What About Now for M&A?
2018: A Great Time to Buy or Sell in the Middle Market
2018 is a great time to be a buyer or seller in the middle market. In the first half of 2018, private equity firms completed nearly 1,400 middle market deals with a value totaling $178 billion, beating 2017’s first half performance. As oil prices have stabilized and companies have found creative ways to control costs, we are seeing greater momentum in the economy. Better cost controls should offset the negative impacts of new tariffs, which will eventually increase the cost of doing business in certain sectors of the market.
However, we have seen steady-to-strong growth in the economy for the past six to eight years—this can’t last forever, right? Are we heading for another recession, and if so, when will it hit? Will rising interest rates do anything to slow down M&A and private equity activity? Our belief is that we are in the late stages of a strong economic cycle, so as a business owner or an investor, if you are thinking of selling or buying in the near future, you should be concerned about when—not if—the markets will slow down.

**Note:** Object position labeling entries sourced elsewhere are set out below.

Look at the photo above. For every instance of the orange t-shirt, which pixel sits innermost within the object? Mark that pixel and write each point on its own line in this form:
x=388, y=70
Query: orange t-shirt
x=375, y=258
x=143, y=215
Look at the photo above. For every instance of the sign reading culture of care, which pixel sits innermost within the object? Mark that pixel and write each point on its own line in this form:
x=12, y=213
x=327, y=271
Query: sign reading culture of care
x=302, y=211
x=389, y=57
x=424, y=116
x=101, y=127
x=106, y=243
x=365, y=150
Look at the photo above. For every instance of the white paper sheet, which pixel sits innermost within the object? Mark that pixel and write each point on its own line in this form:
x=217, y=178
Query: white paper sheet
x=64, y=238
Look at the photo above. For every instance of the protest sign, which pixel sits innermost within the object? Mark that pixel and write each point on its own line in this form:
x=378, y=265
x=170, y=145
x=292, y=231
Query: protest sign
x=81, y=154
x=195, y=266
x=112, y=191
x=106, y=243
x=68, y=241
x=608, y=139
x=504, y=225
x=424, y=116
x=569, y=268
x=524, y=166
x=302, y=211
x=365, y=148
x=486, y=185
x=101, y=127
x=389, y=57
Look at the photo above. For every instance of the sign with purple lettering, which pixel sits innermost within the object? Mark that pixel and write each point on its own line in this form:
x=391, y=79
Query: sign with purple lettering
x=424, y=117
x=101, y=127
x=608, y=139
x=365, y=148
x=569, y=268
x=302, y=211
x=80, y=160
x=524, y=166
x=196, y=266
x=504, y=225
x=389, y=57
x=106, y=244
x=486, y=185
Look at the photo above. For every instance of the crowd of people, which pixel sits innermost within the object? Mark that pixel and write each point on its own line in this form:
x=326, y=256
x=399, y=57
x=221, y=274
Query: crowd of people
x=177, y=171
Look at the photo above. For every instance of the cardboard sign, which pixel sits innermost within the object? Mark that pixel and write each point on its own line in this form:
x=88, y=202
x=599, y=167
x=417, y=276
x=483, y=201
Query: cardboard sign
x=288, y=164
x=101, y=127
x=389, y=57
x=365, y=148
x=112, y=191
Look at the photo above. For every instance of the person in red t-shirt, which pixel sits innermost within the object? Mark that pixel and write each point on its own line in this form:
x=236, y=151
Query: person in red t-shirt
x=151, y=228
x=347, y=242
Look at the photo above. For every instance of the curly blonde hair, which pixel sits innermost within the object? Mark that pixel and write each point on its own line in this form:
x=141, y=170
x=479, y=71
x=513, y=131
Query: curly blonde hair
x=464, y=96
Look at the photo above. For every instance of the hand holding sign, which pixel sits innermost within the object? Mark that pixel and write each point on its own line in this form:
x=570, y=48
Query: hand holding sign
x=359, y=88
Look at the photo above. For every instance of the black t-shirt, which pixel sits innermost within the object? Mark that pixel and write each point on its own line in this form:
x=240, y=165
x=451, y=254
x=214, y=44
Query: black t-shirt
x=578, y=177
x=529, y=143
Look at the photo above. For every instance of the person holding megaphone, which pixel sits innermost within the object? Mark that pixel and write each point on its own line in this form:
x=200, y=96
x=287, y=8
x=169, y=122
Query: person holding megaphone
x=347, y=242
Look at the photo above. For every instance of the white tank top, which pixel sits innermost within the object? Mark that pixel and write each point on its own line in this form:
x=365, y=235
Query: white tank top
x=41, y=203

In the near term (through 2019), the deal-making environment should remain healthy. Middle market deals are experiencing higher than normal valuations— up to 1.5x turns on EBITDA higher than historical averages—primarily due to two factors: (1) private equity firms having “dry powder” that they must invest (or risk having to return to their investors), and (2) strategic investors’ willingness to pay more to promote growth and to capitalize on synergies with target companies.
On the flip side, as interest rates rise, and the Fed has indicated it will continue to raise interest rates over the next 12–18 months, the cost of capital will also rise. As a result, the deal-flow for middle market M&A may slow down as private equity buyers will have less leverage to finance new acquisitions. Additionally, because private equity buyers are increasingly spending more time and energy on due diligence than strategic buyers, the time frame for closing deals coupled with the higher cost of capital could make closing deals with private equity buyers more difficult than for strategic buyers.
Finally, the tariffs companies will be facing as a result of doing business in China in 2019 will likely cause companies in certain industries to have lower EBITDA which would lower the purchase price for deals in those industries. As purchase price decreases, getting deals closed in certain industries will be more difficult for sellers and buyers in the latter part of 2019 and beyond.
While the outlook for middle market M&A activity remains strong for the end of 2018 and 2019, business owners and investors should prepare now for a time in the not too distant future when the economy and prospects for middle market deals will be weaker. Business owners should consider that the near term may be the best time to sell. Potential buyers should likewise consider that while valuations are higher now, the ability to close on deals after 2019 may be significantly more difficult. As a result, all parties in the middle market should look to make good strategic decisions regarding M&A in the next 12–15 months.